First of all, $H_1(S,\mathbb{Z}) \cong \mathbb{Z}^{2g}$ ($g$ the genus), so that by the universal coefficients theorem $H_1(S,\mathbb{R}) \cong \mathbb{R}^{2g}$. Thus, the kernel of the Hurewicz map $\pi_1(S) \rightarrow H_1(S,\mathbb{Z})$ is the same as the kernel of the map $\pi_1(S) \rightarrow H_1(S,\mathbb{R})$ and, hence, there is no ambiguity as to which map we use (this refers to one discussion in the comments).
Next, the commutator subgroup of $\pi_1(S)$ is free and for genus $g \geq 2$ is not trivial (let us focus on the higher genus case). Therefore, $$H_1(S_{ab},\mathbb{Z}) \cong \pi_1(S_{ab})^{ab} \cong [\pi_1(S),\pi_1(S)]^{ab}$$ is free-abelian (and not trivial). Let us write this group as $\bigoplus_{j \in J}\mathbb{Z}$, where $J \ne \emptyset$. Then $$H_1(S_{ab},\mathbb{R}) \cong H_1(S_{ab},\mathbb{Z}) \otimes \mathbb{R} \cong \bigoplus_{j \in J} \mathbb{R}.$$ Finally, $$H^1(S_{ab},\mathbb{R}) \cong Hom\big(H_1(S_{ab},\mathbb{Z}),\mathbb{R}\big) \cong Hom\Big(\bigoplus_{j \in J} \mathbb{R},\mathbb{R}\Big)$$ and this group is non-trivial. In conclusion, it seems that the proposed statement in the question is not correct as stated.

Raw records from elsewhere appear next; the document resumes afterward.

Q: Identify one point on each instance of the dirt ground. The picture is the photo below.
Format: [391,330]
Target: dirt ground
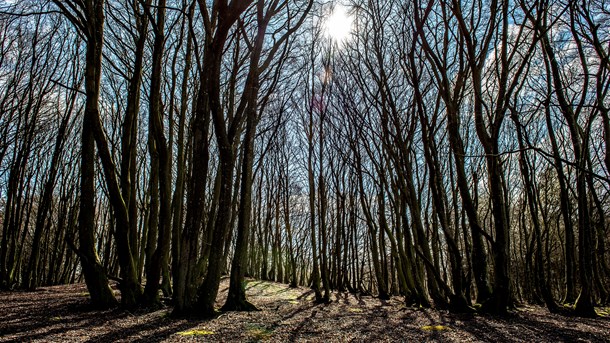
[61,314]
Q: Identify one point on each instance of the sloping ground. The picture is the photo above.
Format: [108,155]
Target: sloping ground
[60,314]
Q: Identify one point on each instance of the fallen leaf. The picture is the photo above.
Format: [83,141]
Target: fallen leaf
[434,328]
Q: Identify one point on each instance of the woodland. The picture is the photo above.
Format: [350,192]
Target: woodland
[445,155]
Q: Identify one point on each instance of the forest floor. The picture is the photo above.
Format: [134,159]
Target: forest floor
[61,314]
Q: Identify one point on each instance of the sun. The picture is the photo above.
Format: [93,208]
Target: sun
[338,25]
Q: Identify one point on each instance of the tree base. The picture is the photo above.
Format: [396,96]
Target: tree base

EVEN NEWER EDIT THAN THE PREVIOUS EVEN NEWER EDIT:
Sooo, it took me a while to get back on MSE, but here we go again... My professor admitted to accidentally claiming a wrong statement. As verified above, the first cohomology of the abelian cover is often non-trivial. He corrected himself and now claimed that the induced map $p^* \colon H^1(S,\mathbb{R}) \rightarrow H^1(S_{ab},\mathbb{R})$ by pull-back is trivial. Unfortunately, I still don't know how to prove this. I hope my endless amounts of edits have not yet tired you out.